Большие печальные глаза смотрели на Злату, когда пришла она в себя.
-Где мое дитя? – то ли прошептала, то ли прохрипела несчастная.
Пристально посмотрела коровушка на свою хозяйку, повела рогатой головой и отступила в сторону. Лежал на соломке младенчик тихий-тихий и холодный уже.
Не звука не издала Злата. Огненные и черные всполохи заслонили от нее мир. Себя не помня, унесла младенчика в лес, только пела Земле Матушке веду-жалобу.

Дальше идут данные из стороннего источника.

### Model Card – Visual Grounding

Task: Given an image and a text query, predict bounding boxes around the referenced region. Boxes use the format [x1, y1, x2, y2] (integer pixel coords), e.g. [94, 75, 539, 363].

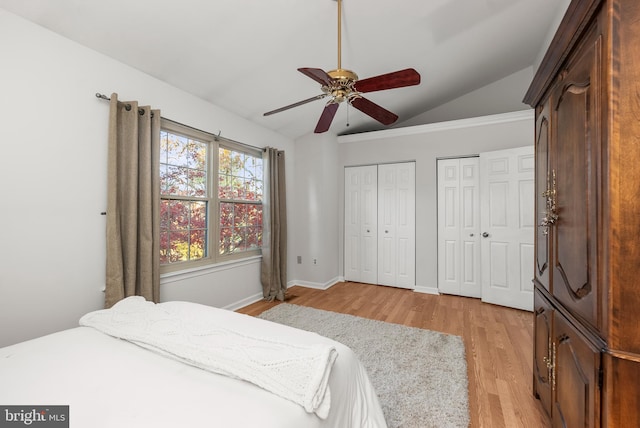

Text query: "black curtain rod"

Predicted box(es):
[96, 92, 153, 117]
[96, 92, 267, 152]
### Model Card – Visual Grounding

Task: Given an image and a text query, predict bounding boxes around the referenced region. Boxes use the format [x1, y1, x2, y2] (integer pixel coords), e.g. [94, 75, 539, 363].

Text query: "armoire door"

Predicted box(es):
[344, 165, 378, 284]
[480, 146, 536, 311]
[437, 157, 482, 298]
[552, 311, 602, 428]
[533, 290, 555, 416]
[378, 162, 416, 289]
[547, 22, 606, 328]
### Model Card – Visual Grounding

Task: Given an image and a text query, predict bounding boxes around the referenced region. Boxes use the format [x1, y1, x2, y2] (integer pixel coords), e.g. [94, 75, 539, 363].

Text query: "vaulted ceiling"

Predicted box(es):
[0, 0, 566, 138]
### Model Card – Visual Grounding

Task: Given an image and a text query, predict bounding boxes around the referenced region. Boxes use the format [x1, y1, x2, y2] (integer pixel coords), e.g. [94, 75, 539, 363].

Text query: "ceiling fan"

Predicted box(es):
[264, 0, 420, 134]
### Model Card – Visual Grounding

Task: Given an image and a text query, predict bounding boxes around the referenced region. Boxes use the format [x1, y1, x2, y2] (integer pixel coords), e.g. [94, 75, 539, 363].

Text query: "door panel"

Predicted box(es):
[378, 162, 415, 288]
[550, 29, 602, 328]
[533, 291, 553, 416]
[344, 165, 378, 284]
[534, 100, 553, 292]
[552, 312, 601, 428]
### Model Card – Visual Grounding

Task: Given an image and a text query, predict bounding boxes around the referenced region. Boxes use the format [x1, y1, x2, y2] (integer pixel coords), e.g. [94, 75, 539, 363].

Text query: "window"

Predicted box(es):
[160, 119, 264, 271]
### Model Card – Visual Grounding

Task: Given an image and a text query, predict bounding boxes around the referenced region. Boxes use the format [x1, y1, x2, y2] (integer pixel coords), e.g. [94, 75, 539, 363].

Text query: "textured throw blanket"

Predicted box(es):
[80, 296, 337, 419]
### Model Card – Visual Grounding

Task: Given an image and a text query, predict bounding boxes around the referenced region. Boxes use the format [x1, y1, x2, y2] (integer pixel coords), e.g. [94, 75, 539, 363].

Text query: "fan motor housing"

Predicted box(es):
[327, 68, 358, 82]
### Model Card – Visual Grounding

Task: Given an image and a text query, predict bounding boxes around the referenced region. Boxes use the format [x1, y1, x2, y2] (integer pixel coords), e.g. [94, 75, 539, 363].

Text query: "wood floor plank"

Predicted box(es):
[238, 282, 551, 428]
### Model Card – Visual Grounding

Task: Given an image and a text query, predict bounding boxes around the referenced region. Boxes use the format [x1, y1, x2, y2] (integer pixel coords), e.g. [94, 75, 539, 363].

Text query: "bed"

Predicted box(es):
[0, 297, 386, 428]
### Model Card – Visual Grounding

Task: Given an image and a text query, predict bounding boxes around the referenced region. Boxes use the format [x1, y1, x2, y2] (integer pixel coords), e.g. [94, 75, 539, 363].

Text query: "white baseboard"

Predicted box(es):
[413, 285, 440, 295]
[222, 293, 264, 311]
[287, 277, 342, 290]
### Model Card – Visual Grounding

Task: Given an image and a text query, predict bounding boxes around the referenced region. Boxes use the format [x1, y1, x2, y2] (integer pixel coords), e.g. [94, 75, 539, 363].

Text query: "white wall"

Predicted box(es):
[393, 67, 533, 128]
[337, 110, 534, 290]
[289, 133, 342, 288]
[0, 9, 296, 346]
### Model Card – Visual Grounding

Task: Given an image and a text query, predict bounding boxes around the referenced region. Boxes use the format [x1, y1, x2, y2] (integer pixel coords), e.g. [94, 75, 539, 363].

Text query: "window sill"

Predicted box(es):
[160, 255, 262, 284]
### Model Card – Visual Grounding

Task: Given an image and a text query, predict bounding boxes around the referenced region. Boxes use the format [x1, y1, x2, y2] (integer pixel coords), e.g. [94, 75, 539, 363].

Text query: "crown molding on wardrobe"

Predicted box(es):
[338, 109, 534, 143]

Не помнила она ни того, как отворилась земля, забирая в свое лоно тельце, ни того, как вновь закрылась. Как повернули ласковые ветви деревьев ее к дому и передавали, словно на руках несли, до самого жилища. Но не пошла в дом Злата, развернулась и снова в хлев понесли ее ноги. Там светло было. Притворила за собой дверь. Пошла к яселькам. А там как в сказке – дитя лежало – крохотная девочка. Смотрела она на молодую женщину пронзительными черными глазами. Словно оценивая, и свет стал уходить из хлева, и разливаться над ним, над соснами-хранительницами, над всем миром – то всходила утренняя звезда.
- Дочка,- утвердила Злата и взяла малышку на руки.
В этот момент двери отворились, и хлев вошли старцы.
-Утренняя звезда привела нас сюда – возвестили они. – Это _дар богов_.
Самый старый волхв подошел к молодой женщине, которая так и застыла к ним спиной, заслоняя собой ребенка.
Младенцем оказалась девочка: очень маленькая, худенькая, сквозь полупрозрачную кожицу просвечивались ребрышки. Вот только огромные, глубокие как ночное небо, с бликами яростных звезд глаза, были не человечески, и сила в них плескалась необоримая. Эти глаза строго посмотрели на волхва, тонкие губы сложились в гримасе отказа. Слабые ручонки потянулись к женщине. Малышка отвернулась и стала искать грудь. Изумленный волхв посмотрел на женщину и встретил безумный, горящий взгляд. Почерневшее от мук лицо, запавшие глаза, ярость волчицы, вот что он узрел.
- Не дар! – прохрипела женщина, не сводя горящего взгляда со старика. Он еще раз посмотрел на малышку, и словно две рогатины ударили в волхва, он с достоинством поклонился, отошел к изумленным старцам, так и застывшим у входа.
- Не та, – громко сказал он. И все вышли.
Теперь ясно было видно, что звезда указывает идти далее, длинный луч указывал направление.
В хлеву Злата укачивала свою приобретенную дочь, в небе сияла звезда, волхвы продолжали свой путь. Когда старший волхв оглянулся, он точно знал, что глаза его не подводят – на хлев указывал другой - короткий луч. Волхв склонил седую голову, повинуясь воле богов.
...Прошло время детства дочери Златы. Странное детское имя – Нета, сменилось на взрослое – Богдана. Наступила пора юности. Какой выросла Богдана?- судите сами. Тот, кто вглядывался внимательно не мог налюбоваться - больно хороша девка: невысокая, гибкая, легкая и стройная. Нежное, удивительно красивое лицо словно светиться из глубины. Огромные серые глаза - глубокие как омуты и искрящиеся, так и хочется раствориться в них. Ресницы длинные, черные, на кончиках, словно в золотистом пуху. Волосы как игра золота, меда и пшеницы – каждый волос свой цвет имеет, а вместе – переливчатый водопад звездных отражений. Голос мягкий, музыкальный, руки маленькие, нежные, спорые. Прикосновения легкие, исцеляющие. Только в жизни мало времени на спокойное любование, да и Богдана не из тех, кто свою красоту вперед прочего выставляет. Потому люди видели ее несколько иначе, даже мать Злата вздрагивала порой,особенно глядя мельком, и было от чего: острой полосой отточенной стали, голубоватым – звездным светом мелькала она мимо людей. Волосы, даже будучи убраны, казалось, вьются за девушкой кольцами ночной темноты, глаза были черными и злыми, особенно если задумывалась или мечтала о чем-то быстро-быстро переделывая дела по хозяйству.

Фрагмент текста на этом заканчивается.